For Beginners: This method saves the unique settings of your Deep Belief Network.
It writes:
- The number of RBM layers
- The configuration of each RBM layer
- Training parameters like learning rate, epochs, and batch size
Saving these details allows you to recreate the exact same network structure and state later.
Train(Tensor<T>, Tensor<T>)
Performs supervised fine-tuning of the Deep Belief Network after pre-training.
public override void Train(Tensor<T> input, Tensor<T> expectedOutput)
Parameters
inputTensor<T>The input training data.
expectedOutputTensor<T>The expected output for the given input data.
Remarks
This method implements the supervised fine-tuning phase of training a Deep Belief Network. After the unsupervised pre-training of individual RBM layers, this method uses backpropagation and gradient descent to fine-tune the entire network for a specific task. This phase helps the network adapt its pre-trained features to perform well on the specific supervised learning task.
For Beginners: This method fine-tunes the entire network for a specific task.
After pre-training each layer individually:
- We now train the entire network end-to-end
- We use labeled data (inputs with known correct outputs)
- The network compares its predictions with the expected outputs
- It adjusts its parameters to make its predictions more accurate
Think of it like:
- Pre-training: Teaching general pattern recognition (like learning to see)
- Fine-tuning: Teaching a specific task using those patterns (like identifying specific objects)

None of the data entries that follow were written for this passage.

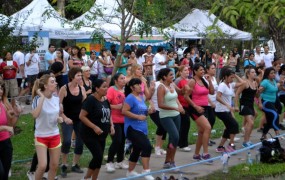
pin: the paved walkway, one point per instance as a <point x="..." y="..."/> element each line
<point x="181" y="158"/>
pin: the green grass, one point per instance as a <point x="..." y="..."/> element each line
<point x="24" y="149"/>
<point x="255" y="171"/>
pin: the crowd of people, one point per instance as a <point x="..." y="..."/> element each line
<point x="78" y="93"/>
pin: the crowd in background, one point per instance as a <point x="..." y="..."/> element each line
<point x="81" y="93"/>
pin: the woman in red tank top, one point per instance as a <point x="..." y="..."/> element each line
<point x="7" y="121"/>
<point x="199" y="88"/>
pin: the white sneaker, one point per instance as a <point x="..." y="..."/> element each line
<point x="121" y="165"/>
<point x="132" y="173"/>
<point x="236" y="139"/>
<point x="162" y="151"/>
<point x="85" y="178"/>
<point x="110" y="167"/>
<point x="148" y="177"/>
<point x="45" y="175"/>
<point x="157" y="151"/>
<point x="31" y="175"/>
<point x="242" y="130"/>
<point x="186" y="149"/>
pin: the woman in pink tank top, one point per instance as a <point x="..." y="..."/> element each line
<point x="7" y="121"/>
<point x="199" y="88"/>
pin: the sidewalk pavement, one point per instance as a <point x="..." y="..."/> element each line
<point x="182" y="158"/>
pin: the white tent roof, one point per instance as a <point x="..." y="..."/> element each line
<point x="32" y="18"/>
<point x="194" y="25"/>
<point x="3" y="19"/>
<point x="109" y="21"/>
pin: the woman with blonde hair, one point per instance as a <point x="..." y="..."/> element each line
<point x="137" y="72"/>
<point x="86" y="82"/>
<point x="7" y="121"/>
<point x="46" y="111"/>
<point x="181" y="81"/>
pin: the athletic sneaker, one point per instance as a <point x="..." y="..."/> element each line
<point x="246" y="144"/>
<point x="132" y="173"/>
<point x="173" y="166"/>
<point x="110" y="167"/>
<point x="167" y="165"/>
<point x="230" y="148"/>
<point x="121" y="165"/>
<point x="206" y="157"/>
<point x="72" y="143"/>
<point x="31" y="175"/>
<point x="63" y="171"/>
<point x="197" y="157"/>
<point x="211" y="143"/>
<point x="157" y="151"/>
<point x="162" y="151"/>
<point x="147" y="177"/>
<point x="243" y="130"/>
<point x="236" y="139"/>
<point x="186" y="149"/>
<point x="220" y="149"/>
<point x="76" y="169"/>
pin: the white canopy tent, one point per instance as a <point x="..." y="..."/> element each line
<point x="108" y="22"/>
<point x="3" y="19"/>
<point x="195" y="25"/>
<point x="39" y="15"/>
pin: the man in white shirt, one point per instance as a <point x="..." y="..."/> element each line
<point x="49" y="56"/>
<point x="258" y="57"/>
<point x="160" y="60"/>
<point x="32" y="69"/>
<point x="268" y="57"/>
<point x="63" y="45"/>
<point x="19" y="58"/>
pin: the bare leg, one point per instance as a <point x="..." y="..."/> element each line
<point x="42" y="162"/>
<point x="89" y="173"/>
<point x="132" y="166"/>
<point x="53" y="164"/>
<point x="205" y="127"/>
<point x="222" y="143"/>
<point x="64" y="158"/>
<point x="95" y="174"/>
<point x="145" y="162"/>
<point x="248" y="127"/>
<point x="76" y="158"/>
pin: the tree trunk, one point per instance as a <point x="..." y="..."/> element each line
<point x="120" y="52"/>
<point x="278" y="37"/>
<point x="60" y="7"/>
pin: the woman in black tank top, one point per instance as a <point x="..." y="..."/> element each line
<point x="71" y="96"/>
<point x="86" y="82"/>
<point x="248" y="91"/>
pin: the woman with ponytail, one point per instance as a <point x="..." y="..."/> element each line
<point x="7" y="121"/>
<point x="181" y="81"/>
<point x="135" y="112"/>
<point x="95" y="116"/>
<point x="199" y="89"/>
<point x="46" y="110"/>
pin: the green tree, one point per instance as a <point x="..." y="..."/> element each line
<point x="258" y="16"/>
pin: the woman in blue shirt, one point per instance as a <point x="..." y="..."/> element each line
<point x="267" y="102"/>
<point x="135" y="112"/>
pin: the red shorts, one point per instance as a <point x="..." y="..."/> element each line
<point x="51" y="142"/>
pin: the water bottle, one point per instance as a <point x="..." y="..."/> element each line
<point x="181" y="177"/>
<point x="23" y="83"/>
<point x="248" y="158"/>
<point x="225" y="162"/>
<point x="257" y="156"/>
<point x="226" y="167"/>
<point x="127" y="146"/>
<point x="163" y="177"/>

This two-phase approach often works better than training from scratch, especially when you don't have a lot of labeled examples.
UpdateParameters(Vector<T>)
Updates the parameters of all layers in the Deep Belief Network.
public override void UpdateParameters(Vector<T> parameters)
Parameters
parametersVector<T>A vector containing the parameters to update all layers with.
Remarks
This method distributes the provided parameter vector among all the layers in the network. Each layer receives a portion of the parameter vector corresponding to its number of parameters. The method keeps track of the starting index for each layer's parameters in the input vector. This is typically used during the supervised fine-tuning phase that follows pre-training.
For Beginners: This method adjusts the network's internal values during fine-tuning.
When updating parameters:
- The input is a long list of numbers representing all values in the entire network
- The method divides this list into smaller chunks
- Each layer gets its own chunk of values
- The layers use these values to adjust their internal settings
After pre-training the individual RBM layers, this method helps fine-tune the entire network to improve its performance on specific tasks.